Ability to have IPv6 nexthops for IPv4 static routes

In the mainline Linux kernel, I am able to add a default route using a IPv6 address as the next hop like this.

ip route add 0.0.0.0/0 via inet6 2602:[...]

Currently, when I attempt to do the same on VyOS, I get an error.

> set protocols static route 0.0.0.0/0 next-hop 2602:[...]
  Error: 2602:[...] is not a valid IPv4 address

When implemented properly, I expect this feature to be able to add such a route to my IPv4 tables to be able to send IPv4 traffic to a IPv6 router. Currently, this is possible in VyOS with BGP expended multihop, however having the support for static routes is more preferable.

Add the feature request on https://vyos.dev/
Is it supported by FRR natively?

Not everything supported by the Linux kernel is necessary a good thing.

This is one of those bad ideas IMHO.

What happens is that your IPv4 address is mapped to a IPv6 address and then sent out. Problem is what happens on destination side where the traffic arrives as IPv6 - for example when your IPv4 application wants to talk to a IPv4 destination and it doesnt work since some routing along the road decided to switch to IPv6 for nexthop?

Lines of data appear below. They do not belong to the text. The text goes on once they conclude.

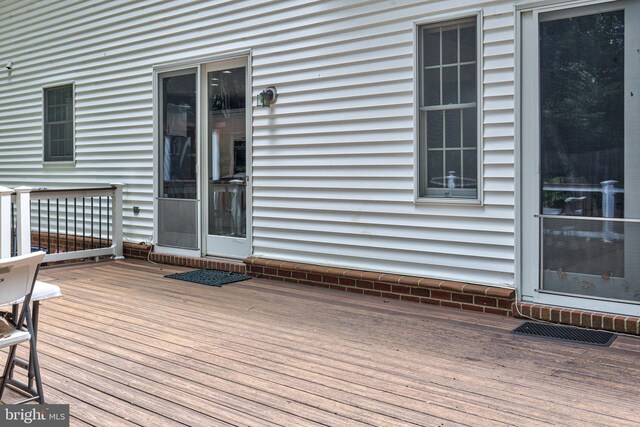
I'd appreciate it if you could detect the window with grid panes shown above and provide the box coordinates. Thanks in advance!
[44,85,73,162]
[418,18,478,199]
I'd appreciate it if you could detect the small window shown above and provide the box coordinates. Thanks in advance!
[44,85,73,162]
[418,18,479,199]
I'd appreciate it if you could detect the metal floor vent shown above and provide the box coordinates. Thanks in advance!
[512,322,616,347]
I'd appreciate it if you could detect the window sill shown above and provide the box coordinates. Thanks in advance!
[42,160,76,168]
[413,197,482,206]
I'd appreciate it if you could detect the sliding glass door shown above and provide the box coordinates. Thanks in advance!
[157,68,200,250]
[522,1,640,313]
[202,58,251,258]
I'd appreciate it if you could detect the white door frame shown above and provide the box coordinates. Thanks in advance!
[516,0,640,316]
[199,55,253,259]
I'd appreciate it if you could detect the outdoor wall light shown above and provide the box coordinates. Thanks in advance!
[258,86,278,107]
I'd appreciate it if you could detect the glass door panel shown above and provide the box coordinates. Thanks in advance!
[159,69,197,200]
[539,4,640,302]
[156,68,200,250]
[203,59,251,258]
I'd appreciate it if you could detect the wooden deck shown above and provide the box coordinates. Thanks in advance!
[5,261,640,426]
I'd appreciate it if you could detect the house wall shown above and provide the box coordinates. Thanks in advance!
[0,0,515,285]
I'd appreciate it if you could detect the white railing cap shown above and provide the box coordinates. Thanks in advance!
[13,185,33,193]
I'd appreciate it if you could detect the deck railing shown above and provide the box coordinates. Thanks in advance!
[0,184,123,262]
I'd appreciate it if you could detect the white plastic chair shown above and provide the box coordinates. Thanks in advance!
[0,252,45,403]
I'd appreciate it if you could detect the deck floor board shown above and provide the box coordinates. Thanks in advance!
[3,261,640,426]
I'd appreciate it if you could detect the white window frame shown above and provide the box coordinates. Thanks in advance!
[41,81,76,166]
[413,9,484,205]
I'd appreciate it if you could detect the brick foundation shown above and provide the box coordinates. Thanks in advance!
[513,302,640,335]
[145,252,247,274]
[244,258,515,316]
[122,242,153,259]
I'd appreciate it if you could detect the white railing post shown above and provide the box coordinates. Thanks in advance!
[600,179,618,243]
[14,187,31,255]
[111,183,124,259]
[0,187,13,258]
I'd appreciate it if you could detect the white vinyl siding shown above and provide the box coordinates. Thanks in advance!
[0,0,515,285]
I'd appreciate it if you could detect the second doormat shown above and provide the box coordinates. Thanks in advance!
[164,270,250,286]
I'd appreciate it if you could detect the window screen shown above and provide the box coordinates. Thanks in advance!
[44,85,73,162]
[418,18,478,199]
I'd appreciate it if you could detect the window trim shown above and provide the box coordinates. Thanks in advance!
[40,80,76,166]
[413,9,484,206]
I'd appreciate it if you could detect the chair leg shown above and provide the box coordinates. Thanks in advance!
[0,344,18,399]
[27,309,44,403]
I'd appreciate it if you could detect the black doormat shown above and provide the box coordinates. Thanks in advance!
[164,270,250,287]
[512,322,617,347]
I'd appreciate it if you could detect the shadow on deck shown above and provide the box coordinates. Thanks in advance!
[5,261,640,426]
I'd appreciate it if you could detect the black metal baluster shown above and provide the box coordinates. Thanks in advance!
[38,199,42,251]
[98,196,103,247]
[82,196,87,250]
[11,203,18,256]
[91,197,93,249]
[64,198,69,252]
[107,196,112,245]
[56,199,60,252]
[47,199,51,253]
[73,197,78,251]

Same if you think that this will only affect the nexthop that is that the sender host would convert this nexthop IPv6 and only find out the mac-address of the nexthop and send to that - that would also be a great cause for errors specially if you or the provider have setup a proper dualstack. Or if its a IPv6 only network since IPv4 packets uses a different ethertype (and around there those are being filtered).

So my €0.05 is that I think VyOS should NOT support this syntax and if it does a big WARNING should be written out during configuration, commit and boots that even if VyOS supports the syntax its not recommended.

Looking at some RFCs this is valid usage. I agree it is a bad idea most of the times but that doesn’t mean VyOS shouldn’t support it. It’s up to the network administrator to decide if it is a good use case.

For instance, I detest NAT but that doesn’t mean it shouldn’t be supported.

I’ve created the feature request on the Phabricator. ⚓ T6012 Ability to have IPv6 nexthops for IPv4 static routes

Some extra context on the whys of having this feature is due to our IPv6 only network. We prefer to use IPv6 as much as possible, using our router as the nexthop to get IPv4 connectivity. The main advantage of this design is that we do not need to setup a seperate IPv4 transit network to get IPv4 connectivity to our network devices.

And how do you expect that a IPv4 destination would be able to get these packets?

The core router would do this. I am configuring our nexthop to the core router which is receiving full tables to IPv4 destinations. The core router is configured to route a /32 to our specific host, similar to what is being proposed here. We are broadcasting a specific CIDR so that the wider internet is able to reach our network for other sources to send to us.

I repeat my question. Is it supported by FRR natively?

Some quick testing shows it’s not supported by FRR. Also I cannot find a definitive RFC and it seems to be stuck in the draft state:

This isn’t true. What you’re meaning is NAT64 and has nothing to do with nexthops or path selection.

Please inform yourself of what Next-Hops, in context of routing, are. And maybe you should also read about extended nexthop to inform yourself instead of yelling that this is bad without understanding it.

@roedie unforteunately this is true. FRR don’t directly support static IPv4 Routes with inet6 NHs. This only works via BGPs Extended Nexthop Capability at the moment.

Extended Nexthops are already used in some DCs today, mostly in IPv6-only Fabrics which also need to transport legacy IPv4 packets. I even saw people searching for help for routing IPv6 subnets via inet4 NHs - crazy - i know…

So I’m a bit confused what the IETF Draft wants to say, but it’s archived anyway… I understand this paper more like a analysis of what exactly happens and its consequences, if this technique is used. As the paper mentioned at least traceroutes may look strange to externals - which is true.

AFAIK there is no explicit RFC for routing INET[46] ressources with different NH family type. So the searched RFC should be: RFC 5549 - Advertising IPv4 Network Layer Reachability Information with an IPv6 Next Hop

It looked like that the Linux Devs extended the kernel on behalf of the mentioned RFC above.

@nepeat purely out of curiosity, why do you want to set this kind of routes static? Why not the regular way via BGP? (static routes are evil and sometimes bite you in the a… :slight_smile: )

Greetings
Matthias

@mkrsn In my case, one of our upstreams provides IPv4 over v6 nexthops like this. To get around this, we have to add ip route add commands to the /config/scripts/vyos-postconfig-bootup.script at present.